Expert #3: Andrew Foster, professor of economics and director of Social Science Research Institute at Brown University
It all depends on context. In countries with a high fertility rate and limited resources, kids create a net burden on other families. But in the United States, there’s a positive external benefit of an estimated $200,000 per child, a primary component of that figure is having a favorable age distribution. You need to replenish the population and have people down the road at peak earning potential to support older generations.
But there is the negative side, like the resources being used up, more carbon emissions. And there’s the question of being able to support your family, of paying for college.

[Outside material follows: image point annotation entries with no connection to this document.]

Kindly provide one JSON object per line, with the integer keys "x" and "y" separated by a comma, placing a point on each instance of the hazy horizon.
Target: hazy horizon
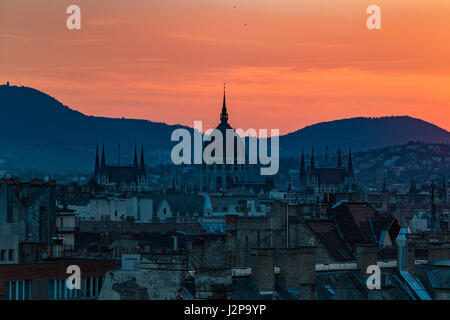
{"x": 287, "y": 64}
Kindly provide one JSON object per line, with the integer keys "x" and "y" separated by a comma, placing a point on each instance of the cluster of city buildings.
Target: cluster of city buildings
{"x": 223, "y": 232}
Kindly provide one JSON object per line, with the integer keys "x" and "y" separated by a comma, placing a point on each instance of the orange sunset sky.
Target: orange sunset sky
{"x": 287, "y": 63}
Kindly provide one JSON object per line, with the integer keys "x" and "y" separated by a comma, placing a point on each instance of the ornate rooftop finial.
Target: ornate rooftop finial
{"x": 224, "y": 114}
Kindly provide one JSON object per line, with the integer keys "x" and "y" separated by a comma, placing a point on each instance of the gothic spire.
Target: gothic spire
{"x": 103, "y": 163}
{"x": 350, "y": 164}
{"x": 135, "y": 163}
{"x": 302, "y": 168}
{"x": 339, "y": 158}
{"x": 142, "y": 160}
{"x": 97, "y": 165}
{"x": 224, "y": 114}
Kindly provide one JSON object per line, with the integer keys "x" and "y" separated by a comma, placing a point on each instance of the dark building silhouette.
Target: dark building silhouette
{"x": 125, "y": 177}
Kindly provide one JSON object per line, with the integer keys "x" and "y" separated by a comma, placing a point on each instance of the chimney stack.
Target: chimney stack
{"x": 263, "y": 269}
{"x": 298, "y": 270}
{"x": 366, "y": 255}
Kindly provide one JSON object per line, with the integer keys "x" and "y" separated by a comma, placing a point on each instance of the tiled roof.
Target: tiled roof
{"x": 329, "y": 236}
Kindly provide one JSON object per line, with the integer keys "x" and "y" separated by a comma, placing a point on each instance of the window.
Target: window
{"x": 19, "y": 290}
{"x": 11, "y": 254}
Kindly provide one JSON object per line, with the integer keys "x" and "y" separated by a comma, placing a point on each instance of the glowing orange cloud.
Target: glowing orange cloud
{"x": 287, "y": 63}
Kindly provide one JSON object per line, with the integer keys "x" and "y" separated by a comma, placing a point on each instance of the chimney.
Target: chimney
{"x": 341, "y": 291}
{"x": 402, "y": 244}
{"x": 298, "y": 270}
{"x": 438, "y": 251}
{"x": 263, "y": 269}
{"x": 231, "y": 221}
{"x": 366, "y": 255}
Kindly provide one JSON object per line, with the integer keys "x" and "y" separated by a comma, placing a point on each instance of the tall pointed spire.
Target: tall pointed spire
{"x": 302, "y": 169}
{"x": 103, "y": 163}
{"x": 350, "y": 164}
{"x": 97, "y": 164}
{"x": 135, "y": 163}
{"x": 339, "y": 158}
{"x": 224, "y": 114}
{"x": 119, "y": 155}
{"x": 142, "y": 160}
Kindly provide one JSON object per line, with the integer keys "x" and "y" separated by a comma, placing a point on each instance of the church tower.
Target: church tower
{"x": 302, "y": 169}
{"x": 350, "y": 165}
{"x": 97, "y": 164}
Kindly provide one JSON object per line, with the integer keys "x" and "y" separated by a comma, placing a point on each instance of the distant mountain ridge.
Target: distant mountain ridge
{"x": 37, "y": 131}
{"x": 361, "y": 133}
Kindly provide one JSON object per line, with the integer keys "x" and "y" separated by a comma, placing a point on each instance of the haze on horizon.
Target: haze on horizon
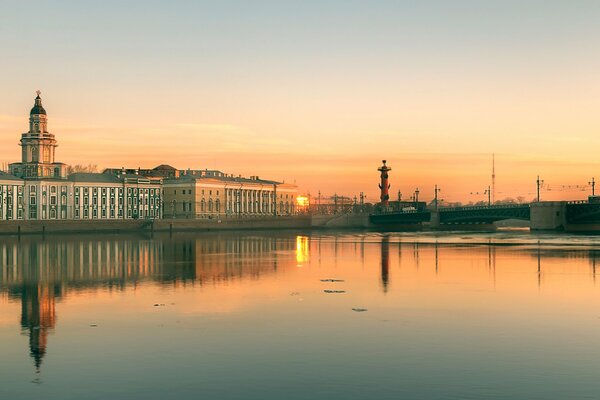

Most people don’t have the money when they have kids, but that’s a lifecycle thing, since you’re not at the peak of your earning. There’s risk involved and individuals can’t perfectly predict the future, but you can guess.
But it goes back to the national average. It’s an average because most people stick to it, so if a few couples have four of five children, most will benefit from that. And if couples are looking at having more, they hopefully understand that having kids is hard and expensive. If it’s something they value and choose, that’s perfectly appropriate.
Expert #4: Eileen Kennedy-Moore, licensed psychologist in Princeton, NJ, author of Growing Friendships: A Kids’ Guide to Making and Keeping Friends, mother of four:
There are lots of reasons not to have a big family: money, mess, difficulty finding a babysitter, population concerns. Having four kids over a period of nine years means my husband and I will face 12 consecutive years of college bills. There’s really only one good reason to have that many: Falling in love with a child and watching that baby become a unique and separate person is unlike any other experience.
Children in big families might get less individual attention from parents, although I’m not sure that’s always true. You can have one child and ignore them. From my personal and professional experience, I know that kids don’t want us staring at them 100 percent of the time. What they want is for us to be responsive. When they need us, we turn towards them more often than away.
There are a lot of advantages from being part of a bunch. Kids learn about arguing and making up, negotiating and compromising, giving in and defending their turf. It’s good that they know that they’re not always the center of the universe, that they have to consider other people’s needs and sometimes someone else’s needs come first. It also gives them freedom to figure what they want and who they are. There’s less pressure to meet parents’ expectations because it’s not all on them. And, odds are, at any given point, they’ll be getting along with at least one sibling, and they often have a lot of fun all together.
As a parent, I figured out that I can’t do everything perfectly, so I had to focus. My kids became competent at an early age at dressing themselves, doing their hair, making their own lunches, and doing laundry. I limited the number of toys the kids could have out in order to keep the mess manageable, but I had loose standards for household tidiness. I just didn’t care and wanted to use that time to play with them.
I won’t say that having a big family is easy. It’s not, but it is deeply satisfying, and when you already have two kids, the incremental difficulty from having more is really infinity plus or minus one.